This was a strange day. Last night I slept fitfully, but today, I could not stay out of bed. I felt as though I must be coming down with something, but I have no other symptoms - just fatigue. The sleep felt so good! The day wasn't a total wash, though. I managed (between naps) to mow the lawn, run the trimmer, and pull some weeds. I had a nice shower after that, but I found myself in need of a nap before my hair was dry. After that nap, I took the dogs for a walk. We enjoyed ourselves in the late afternoon breeze. Bodhi attracted the affection of a neighbor, and Lily got a good sniff of all the neighborhood peeing spots. :-) And...you guessed it - another nap. I think I had 3 or 4 naps today. Every one of them felt so good...
It's nice to have days in which I can do that sort of resting when I need it, particularly when I've had a hectic week at work or have had memories playing in my head at night.
Sometimes the memories are about the things I went through with Stephanie, and sometimes they are about my exes.
Mostly I have been able to forgive myself (and others) for things that went wrong with Stephanie. I know that we did the best we could given the situation we had, but her death has affected us all. I don't spend nearly as much time in depression as I used to, and the 3rd of each month typically comes and goes without flattening me. It's a good sign. But I am afraid of forgetting. Does that sound crazy? I became so accustomed to being hollowed out by grief that I'm not comfortable with being at peace with everything. It's only been three years. I've met other parents who are much farther into their grief and still have the same problems I was having in year one. I guess I expected that to be the case with me, too, but there is one major difference - those parents are still in their marriage. I know myself well enough to say that if Paul and I were still together, I would be leaning on him a lot, and I probably would not be as far along in my healing process.
Because I'm alone - and I live alone - and work, I have had to push through so many days in which I wish I could just have pulled the covers over my head. I have had to get up, feed the dogs, feed myself, work, walk the dogs...all the things that you have to do to live a life. I have had to find the strength in me to want to live again. There has been no one for me to lean on, and all I'm saying is that maybe that was the right thing for me. I don't know the big picture, and I certainly am not here to judge the way anyone else grieves. Stephanie's birthday and the anniversary of her death will probably always rock my foundation, but I have had to learn to live through it.

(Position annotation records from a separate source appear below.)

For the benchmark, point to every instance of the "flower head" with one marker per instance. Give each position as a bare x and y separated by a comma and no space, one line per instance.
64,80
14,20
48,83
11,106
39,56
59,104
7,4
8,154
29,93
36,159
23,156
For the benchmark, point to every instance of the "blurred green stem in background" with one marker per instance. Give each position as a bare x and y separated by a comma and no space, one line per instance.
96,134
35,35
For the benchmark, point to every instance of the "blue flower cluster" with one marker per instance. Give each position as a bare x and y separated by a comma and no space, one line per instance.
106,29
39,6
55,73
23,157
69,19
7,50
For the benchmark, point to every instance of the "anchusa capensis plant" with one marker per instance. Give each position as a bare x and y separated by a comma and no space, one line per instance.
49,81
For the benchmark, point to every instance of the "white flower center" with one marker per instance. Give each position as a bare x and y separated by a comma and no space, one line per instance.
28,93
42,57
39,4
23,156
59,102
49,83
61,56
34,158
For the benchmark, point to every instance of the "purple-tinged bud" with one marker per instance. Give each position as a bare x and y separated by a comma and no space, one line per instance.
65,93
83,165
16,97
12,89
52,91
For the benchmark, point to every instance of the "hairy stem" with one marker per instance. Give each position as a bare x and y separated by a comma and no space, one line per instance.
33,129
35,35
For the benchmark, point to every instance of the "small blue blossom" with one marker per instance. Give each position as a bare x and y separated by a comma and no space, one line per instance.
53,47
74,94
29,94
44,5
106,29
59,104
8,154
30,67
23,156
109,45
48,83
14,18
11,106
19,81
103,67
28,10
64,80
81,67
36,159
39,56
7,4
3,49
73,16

One of the superficial affects of everything that has happened since April 3, 2009 is that I've gained weight. All but 25 lbs of what I lost in 2006-7 is back on. Some of that is due to medication (which saved my life) and some is due to that fact I had to increase the salt in my diet due to another medical condition (the hits just keep on coming).
My doctor would like for me to try another diet, and that has left me feeling awfully discouraged. I tried going back on Medifast a couple of months ago, but I was feeling nauseated all the time. So I switched to Weight Watchers. I stayed faithful to the plan and only lost a half pound in three weeks. I was drinking diet sodas during that period (no more than one a day), and the aspartame caused stomach pain so severe that I ended up at the ER. I just gave up after that.

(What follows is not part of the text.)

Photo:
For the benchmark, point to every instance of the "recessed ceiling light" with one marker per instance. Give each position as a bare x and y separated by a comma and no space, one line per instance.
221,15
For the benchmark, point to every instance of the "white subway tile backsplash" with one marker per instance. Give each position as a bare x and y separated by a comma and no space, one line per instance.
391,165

But my doctor wants me to lose this weight, through Medifast or another program called Ideal Protein. Maybe if I have one salt tablet a day, I won't have the nausea? I would like to lose this weight, because someday I might be interested in a relationship again. And I certainly don't want to get any obesity-related illnesses like diabetes. But all of this just makes me so sad. Why can't I be okay just like I am? Why do I always have to fight so hard to be thin, when my body fights me right back? I can't be perfect. My son has gained weight since his sister died, too. He tried a few diets, but I think food is his comfort. Sometimes it is my comfort, too, and then other days I have no appetite at all. Sometimes I just want to give up and tell the doctors to go screw themselves. I'm tired of being told I'm overweight. I'm tired of diets. I'm tired of the affects of diets. But I may give it one more try. I kept the weight off for so long....but struggling through the grief meant that my appearance was the last thing I cared about. Some part of me, too, thinks that I should set a good example for my son, but I can't make him want to lose weight. I love him so much, no matter what size he is, and I never want him to feel like he's not good enough just like he is.
A friend of mine has had the opposite problem since her son died. She can't stop losing weight, even though she eats. She has been tested for every possible illness, but the only thing they found was a thyroid issue. That's being treated, but her weight hasn't changed. It's come to the point at which people are whispering when she goes to family gatherings. She's as hurt by her weight loss as I am by my weight gain. Both of us have suffered plenty, and we don't need to have our weight be an issue.
I guess I wonder, does this kind of grief change us so completely that we never fully recover? Does it make sense for us to have these concerns of appearance and a number on the scale, when we lost one of the most important people in our lives?
And really, is it worth putting my body through another diet? Maybe I don't need another relationship. Maybe I'm okay just like I am -- me, the cat, the dogs. I kind of like having the freedom to have a day of naps without it being an issue for someone else, but I might eat better if I had someone to share meals with. I'm certainly still young enough to have a whole 'nother life, but how much am I willing to sacrifice to fit society's (or my doctor's) expectations?